I haven't written in quite a while. Why? Because I'm not entirely sure how to say everything I want to say. I'm not sure what I want to publicly share, either.
There has been a lot going on. Mostly in my head. How many of you really want to hear what goes on in my head? I mean really. No one cares. Adventures are fun, but winter kills adventure time... Especially this winter. It's been too cold to even think about outside. As far as I'm concerned, the world is actually just a bunch of buildings with an abyss in between. There can't possibly be anything else. It's too dang cold.
Sundance was amazing. And I do plan on writing something about that. It doesn't belong in a catch up post. It was far too awesome for that. I met a lot of really cool people and I had a blast. I may have even learned something. ;)
Right now, I'm at work, taking a short break from reconciling box office sales. It's not hard, it's just really tedious at times. I don't hate it, though, so that's good. =) It's fun to have something new to do.

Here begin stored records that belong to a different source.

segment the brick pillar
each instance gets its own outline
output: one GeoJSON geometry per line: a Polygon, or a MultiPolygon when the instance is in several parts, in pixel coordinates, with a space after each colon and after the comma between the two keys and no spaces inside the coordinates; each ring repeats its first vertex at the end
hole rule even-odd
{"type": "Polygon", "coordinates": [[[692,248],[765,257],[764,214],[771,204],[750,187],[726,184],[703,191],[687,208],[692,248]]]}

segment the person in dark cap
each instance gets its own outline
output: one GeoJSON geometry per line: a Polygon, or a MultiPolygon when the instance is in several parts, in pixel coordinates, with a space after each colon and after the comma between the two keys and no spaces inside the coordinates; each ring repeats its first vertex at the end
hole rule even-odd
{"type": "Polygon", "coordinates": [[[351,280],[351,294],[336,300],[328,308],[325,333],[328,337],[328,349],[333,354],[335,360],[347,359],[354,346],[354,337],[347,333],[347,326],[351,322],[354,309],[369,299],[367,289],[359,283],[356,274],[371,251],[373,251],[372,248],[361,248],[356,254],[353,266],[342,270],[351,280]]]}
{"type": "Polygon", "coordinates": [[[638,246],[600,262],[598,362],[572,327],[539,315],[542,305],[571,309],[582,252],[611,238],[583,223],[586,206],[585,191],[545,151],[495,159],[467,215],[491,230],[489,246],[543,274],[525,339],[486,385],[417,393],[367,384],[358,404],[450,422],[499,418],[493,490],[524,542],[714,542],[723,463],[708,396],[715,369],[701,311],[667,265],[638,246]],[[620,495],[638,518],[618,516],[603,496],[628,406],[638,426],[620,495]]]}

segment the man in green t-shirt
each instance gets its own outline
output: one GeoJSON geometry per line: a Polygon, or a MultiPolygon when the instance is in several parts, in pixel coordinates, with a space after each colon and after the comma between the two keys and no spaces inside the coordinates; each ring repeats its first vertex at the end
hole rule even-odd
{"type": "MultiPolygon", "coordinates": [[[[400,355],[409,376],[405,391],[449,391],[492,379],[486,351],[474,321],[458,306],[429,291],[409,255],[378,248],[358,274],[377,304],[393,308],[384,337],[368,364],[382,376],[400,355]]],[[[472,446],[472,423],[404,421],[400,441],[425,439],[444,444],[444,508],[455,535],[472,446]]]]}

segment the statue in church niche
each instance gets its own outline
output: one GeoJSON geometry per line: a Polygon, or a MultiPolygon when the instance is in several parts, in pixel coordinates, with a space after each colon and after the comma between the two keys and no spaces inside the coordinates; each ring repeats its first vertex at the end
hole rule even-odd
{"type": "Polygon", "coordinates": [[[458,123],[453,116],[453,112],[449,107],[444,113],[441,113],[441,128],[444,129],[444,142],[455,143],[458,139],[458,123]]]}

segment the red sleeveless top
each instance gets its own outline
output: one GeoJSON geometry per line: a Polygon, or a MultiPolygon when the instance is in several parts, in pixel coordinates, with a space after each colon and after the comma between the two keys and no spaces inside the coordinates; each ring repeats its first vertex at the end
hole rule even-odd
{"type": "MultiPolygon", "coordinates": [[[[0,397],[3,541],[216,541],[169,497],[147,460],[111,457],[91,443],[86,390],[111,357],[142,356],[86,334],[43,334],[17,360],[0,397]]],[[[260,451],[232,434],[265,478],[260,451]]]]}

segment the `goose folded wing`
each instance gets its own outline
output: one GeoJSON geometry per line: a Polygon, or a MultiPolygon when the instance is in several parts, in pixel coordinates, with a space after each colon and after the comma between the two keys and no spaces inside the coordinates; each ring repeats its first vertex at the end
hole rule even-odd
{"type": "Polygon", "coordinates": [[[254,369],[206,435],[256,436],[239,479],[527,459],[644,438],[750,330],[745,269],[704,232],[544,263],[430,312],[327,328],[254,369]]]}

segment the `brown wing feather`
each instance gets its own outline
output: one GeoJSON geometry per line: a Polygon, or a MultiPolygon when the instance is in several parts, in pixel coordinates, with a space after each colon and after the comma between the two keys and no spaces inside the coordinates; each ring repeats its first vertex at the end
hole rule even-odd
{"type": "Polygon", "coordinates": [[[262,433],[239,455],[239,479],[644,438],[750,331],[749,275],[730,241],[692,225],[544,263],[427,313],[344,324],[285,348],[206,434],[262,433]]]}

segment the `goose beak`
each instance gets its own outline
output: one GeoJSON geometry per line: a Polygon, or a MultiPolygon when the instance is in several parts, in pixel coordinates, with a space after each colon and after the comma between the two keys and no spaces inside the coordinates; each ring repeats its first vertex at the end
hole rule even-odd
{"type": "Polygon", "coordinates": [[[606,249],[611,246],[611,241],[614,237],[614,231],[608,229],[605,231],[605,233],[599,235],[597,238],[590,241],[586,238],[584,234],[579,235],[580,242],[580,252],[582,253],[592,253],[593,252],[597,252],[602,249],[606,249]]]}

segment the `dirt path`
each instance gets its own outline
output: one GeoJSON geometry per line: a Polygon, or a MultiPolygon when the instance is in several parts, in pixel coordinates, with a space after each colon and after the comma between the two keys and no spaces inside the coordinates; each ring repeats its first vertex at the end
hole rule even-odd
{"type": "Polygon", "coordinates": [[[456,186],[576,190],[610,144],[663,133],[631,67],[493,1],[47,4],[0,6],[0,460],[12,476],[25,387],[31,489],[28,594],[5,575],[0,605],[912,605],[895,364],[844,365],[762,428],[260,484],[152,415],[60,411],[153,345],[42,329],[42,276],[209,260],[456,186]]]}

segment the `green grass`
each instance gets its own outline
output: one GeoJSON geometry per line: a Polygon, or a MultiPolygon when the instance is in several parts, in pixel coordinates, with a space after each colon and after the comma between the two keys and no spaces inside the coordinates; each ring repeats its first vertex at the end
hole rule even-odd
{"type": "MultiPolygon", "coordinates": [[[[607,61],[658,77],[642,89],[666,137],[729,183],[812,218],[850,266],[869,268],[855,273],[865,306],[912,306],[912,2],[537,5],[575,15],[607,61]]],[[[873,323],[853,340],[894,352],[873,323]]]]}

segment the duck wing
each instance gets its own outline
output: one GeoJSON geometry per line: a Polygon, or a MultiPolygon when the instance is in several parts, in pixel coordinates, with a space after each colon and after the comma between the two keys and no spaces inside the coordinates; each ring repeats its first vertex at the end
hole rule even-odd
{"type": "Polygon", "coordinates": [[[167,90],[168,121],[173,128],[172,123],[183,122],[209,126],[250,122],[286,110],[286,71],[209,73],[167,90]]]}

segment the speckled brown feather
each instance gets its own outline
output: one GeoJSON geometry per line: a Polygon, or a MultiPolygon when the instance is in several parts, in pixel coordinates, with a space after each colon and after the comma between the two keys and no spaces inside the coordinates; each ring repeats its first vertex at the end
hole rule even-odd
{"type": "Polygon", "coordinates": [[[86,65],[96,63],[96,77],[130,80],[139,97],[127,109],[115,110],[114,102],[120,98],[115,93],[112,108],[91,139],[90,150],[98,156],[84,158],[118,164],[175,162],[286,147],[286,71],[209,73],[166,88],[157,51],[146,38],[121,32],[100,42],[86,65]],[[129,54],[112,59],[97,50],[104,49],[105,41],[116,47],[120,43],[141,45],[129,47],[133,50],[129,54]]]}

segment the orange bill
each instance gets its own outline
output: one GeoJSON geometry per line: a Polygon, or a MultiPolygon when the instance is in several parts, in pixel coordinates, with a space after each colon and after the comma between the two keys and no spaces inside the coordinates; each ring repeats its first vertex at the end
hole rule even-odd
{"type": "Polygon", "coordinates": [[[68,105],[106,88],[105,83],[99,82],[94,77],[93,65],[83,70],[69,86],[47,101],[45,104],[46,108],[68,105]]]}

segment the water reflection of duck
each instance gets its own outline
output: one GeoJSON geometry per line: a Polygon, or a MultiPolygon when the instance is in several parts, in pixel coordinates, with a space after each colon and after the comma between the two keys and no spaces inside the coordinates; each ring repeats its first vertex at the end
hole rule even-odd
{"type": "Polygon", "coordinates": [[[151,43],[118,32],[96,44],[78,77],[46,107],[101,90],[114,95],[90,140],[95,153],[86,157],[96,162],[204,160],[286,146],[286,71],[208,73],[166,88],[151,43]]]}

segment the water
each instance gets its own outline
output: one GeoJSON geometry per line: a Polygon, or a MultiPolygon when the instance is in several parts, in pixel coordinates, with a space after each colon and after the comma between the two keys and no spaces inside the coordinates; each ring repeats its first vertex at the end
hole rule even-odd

Recently, a certain someone has been driving me nuts. I can't tell you their name, because of mutual friends who may read this. Let's just call this person...Dan. Dan has been driving me up a wall. He is frustrating and childish. I just go about my business, doing my own thing, and he has to undermine me or get in my way. Derek gets in my way at home, but this person is worse. Usually I can tell Derek to give me a second. He understands what it means to work as a team. This person does not. No, Dan does not. Dan believes the world should revolve around Dan. Dan doesn't see why it's a problem to ignore me when we're working for the same goal. Nor does Dan understand...well there's a lot that Dan doesn't get it seems. It's really frustrating. Dan is a full grown adult and needs to start acting like one. The way Dan does things, you would think he was a toddler...Derek does things more efficiently. I'm just irritated. I'm trying so hard to be grown up about it all and just do what I need to, but I'm really close to locking Dan in the bathroom or something. I can't wait for April, that's for sure.
I wish I could be more specific about Dan. Right now, I realize it sounds like I'm just whining and being a baby. With examples, I could very well make you see why I'm so incredibly irritated. Maybe someday I will.
Anyway, I'm going to go look for supplies for a really neat project I'm about to do. ;) I'll post pictures when I'm done.